En la fotografía, tomada de frente, se veía un voluminoso personaje de rasgos borrosos, ojos glaucos, manos gruesas y con sólo una pierna. Choupette no pudo evitar un movimiento de miedo: ayudar a Langelot en una encuesta, de acuerdo, pero afrontar al propio señor T…
Langelot sonrió con indulgencia.
—Querida señorita Roche-Verger, es usted una secretaria sin par, pero se apresura demasiado a sacar conclusiones tan intempestivas como prematuras. El amable personaje, cuyos rasgos admira usted en esta foto, se parece, en efecto, al señor T, pero menos de lo que usted cree. En realidad, se trata del señor Anatole Ranee, ex actor, empleado actualmente en los estudios de doblaje, tras un accidente que le privó de la pierna derecha: la misma que falta a nuestro amigo el señor T. Vive en la calle de la Croix-Nivert, número 36, París-15.
—¿Y vamos a pedirle que interprete el papel de señor T?

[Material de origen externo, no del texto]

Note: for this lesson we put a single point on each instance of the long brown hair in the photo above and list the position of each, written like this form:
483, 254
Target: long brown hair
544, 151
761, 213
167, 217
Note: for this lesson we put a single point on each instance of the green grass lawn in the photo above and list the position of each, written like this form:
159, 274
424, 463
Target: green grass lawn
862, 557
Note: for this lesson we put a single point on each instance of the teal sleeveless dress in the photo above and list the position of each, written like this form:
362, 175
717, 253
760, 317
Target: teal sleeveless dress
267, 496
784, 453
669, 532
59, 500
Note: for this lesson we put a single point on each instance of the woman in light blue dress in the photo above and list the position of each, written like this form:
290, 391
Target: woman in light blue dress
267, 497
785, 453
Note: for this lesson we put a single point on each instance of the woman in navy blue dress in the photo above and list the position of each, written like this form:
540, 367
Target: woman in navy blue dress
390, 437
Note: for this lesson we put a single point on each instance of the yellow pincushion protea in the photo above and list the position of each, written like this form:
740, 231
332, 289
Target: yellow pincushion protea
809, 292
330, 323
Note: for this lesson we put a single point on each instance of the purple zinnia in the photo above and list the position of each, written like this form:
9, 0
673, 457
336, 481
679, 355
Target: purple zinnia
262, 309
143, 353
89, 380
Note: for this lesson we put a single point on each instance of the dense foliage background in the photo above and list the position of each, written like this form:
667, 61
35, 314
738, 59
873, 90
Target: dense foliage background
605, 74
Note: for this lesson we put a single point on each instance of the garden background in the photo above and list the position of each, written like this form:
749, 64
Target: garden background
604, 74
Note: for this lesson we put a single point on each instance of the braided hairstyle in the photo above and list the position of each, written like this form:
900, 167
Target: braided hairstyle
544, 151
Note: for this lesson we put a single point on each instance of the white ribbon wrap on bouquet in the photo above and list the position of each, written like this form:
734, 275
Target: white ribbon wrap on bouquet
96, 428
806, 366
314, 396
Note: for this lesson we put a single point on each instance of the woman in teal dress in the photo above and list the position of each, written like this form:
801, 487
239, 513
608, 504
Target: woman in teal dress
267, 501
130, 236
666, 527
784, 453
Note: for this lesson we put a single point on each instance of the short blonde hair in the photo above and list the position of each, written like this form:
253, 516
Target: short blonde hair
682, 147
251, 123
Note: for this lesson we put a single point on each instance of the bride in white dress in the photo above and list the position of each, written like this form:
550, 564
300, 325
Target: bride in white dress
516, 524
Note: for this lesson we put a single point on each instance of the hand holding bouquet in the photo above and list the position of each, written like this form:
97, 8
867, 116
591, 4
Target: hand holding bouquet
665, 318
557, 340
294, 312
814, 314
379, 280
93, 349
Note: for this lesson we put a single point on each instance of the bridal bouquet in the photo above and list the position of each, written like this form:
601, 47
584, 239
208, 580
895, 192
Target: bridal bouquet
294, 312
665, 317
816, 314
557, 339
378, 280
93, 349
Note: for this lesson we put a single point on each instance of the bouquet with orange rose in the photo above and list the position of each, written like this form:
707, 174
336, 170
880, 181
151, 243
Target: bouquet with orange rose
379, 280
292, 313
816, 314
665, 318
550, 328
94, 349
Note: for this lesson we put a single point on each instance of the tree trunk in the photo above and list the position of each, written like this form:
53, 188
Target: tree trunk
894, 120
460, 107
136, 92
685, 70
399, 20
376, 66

—No se te puede ocultar nada.
—¿Y esta noche aparecerá en la televisión para hacer publicidad de un producto cualquiera?
—Explicará que la conquista del mundo de la que ha hablado el señor T debe realizarse de forma pacifica: por medio de la venta de los productos de una empresa nacionalizada.
—¿Y le pondremos al corriente del secreto?
—No, le diremos que el actor contratado para representar el papel ha caído enfermo y que debemos reemplazarle a toda velocidad. Así la gente se tranquilizará, los valores bursátiles, que esta mañana vacilaban recobrarán su estabilidad y el pánico disparado por papá T habrá errado el tiro.
—Es usted genial, señor Pichenet.
—Señorita Roche-Verger, lo menos que puede hacer es abrigar esos sentimientos hacia su jefe.
Al tiempo que echaba frecuentes miradas por el retrovisor, Langelot conducía el «Renault» con mano firme.
—Me resulta distinto a mi querido y viejo «dos caballos» —observó.
—Langelot, ¿cómo os las habéis arreglado para encontrar un actor tan parecido?
—Hemos revisado los ficheros de un buen número de agencias teatrales.
En apariencia, nadie seguía al «Renault», que llegó sin obstáculos a la calle de la Croix-Nivert.
Langelot aparcó con habilidad en un pequeño espacio libre y los dos jóvenes recorrieron a pie los últimos metros que les separaban de la casa de aspecto miserable en la que habitaba Anatole Ranee.
Una portera bastante malencarada les informó:
—¿El señor Ranee? Tercer piso, segunda puerta a la izquierda.
Ascendieron por una escalera llena de olores de cocina.
Entre el primer y el segundo piso se cruzaron con un hombrecillo, cuyo perfil recordaba una hoja de cuchillo, que descendía precipitadamente. Incluso dio un empujón a Choupette y ni se paró a disculparse.
—¡Eh, ciudadano —le gritó Langelot—, si tiene prisa, puede saltar por la ventana: se va más rápido!
El hombre no se dignó recoger el sarcasmo y desapareció en una vuelta de la escalera.
Una tarjeta de visita mugrienta indicaba el piso de:
ANATOLE RANCE
Actor
Tercer premio de Tragedia del
Conservatorio de París, 1927
Langelot hizo un guiño a Choupette, se estiró, tomó su aire más solemne y llamó secamente con los nudillos, dando tres golpecitos autoritarios y secos.
Sólo le respondió el silencio.
Augusto Pichenet llamó por segunda vez.
Nada.
—Sin embargo, hemos telefoneado y nos ha dicho que estaría en casa —precisó Langelot.
Llamó una tercera vez, sin obtener mejores resultados.
Frunciendo el entrecejo, giró el pomo de la puerta, que cedió.
—Espérame aquí —dijo Langelot a Choupette.
Con todos sus sentidos alerta, entró en un estrecho pasillo oscuro. A tientas, encontró el conmutador y encendió. Vio otra puerta y la empujó con prudencia.
Al abrirla, descubrió una habitación de aspecto modesto y extraño, con la paredes cubiertas de fotografías de actores.
En un sillón medio roto, estaba sentado un tullido obeso, con los ojos desorbitados. A sus pies yacía una muleta. De su pecho sobresalía el mango de un cuchillo.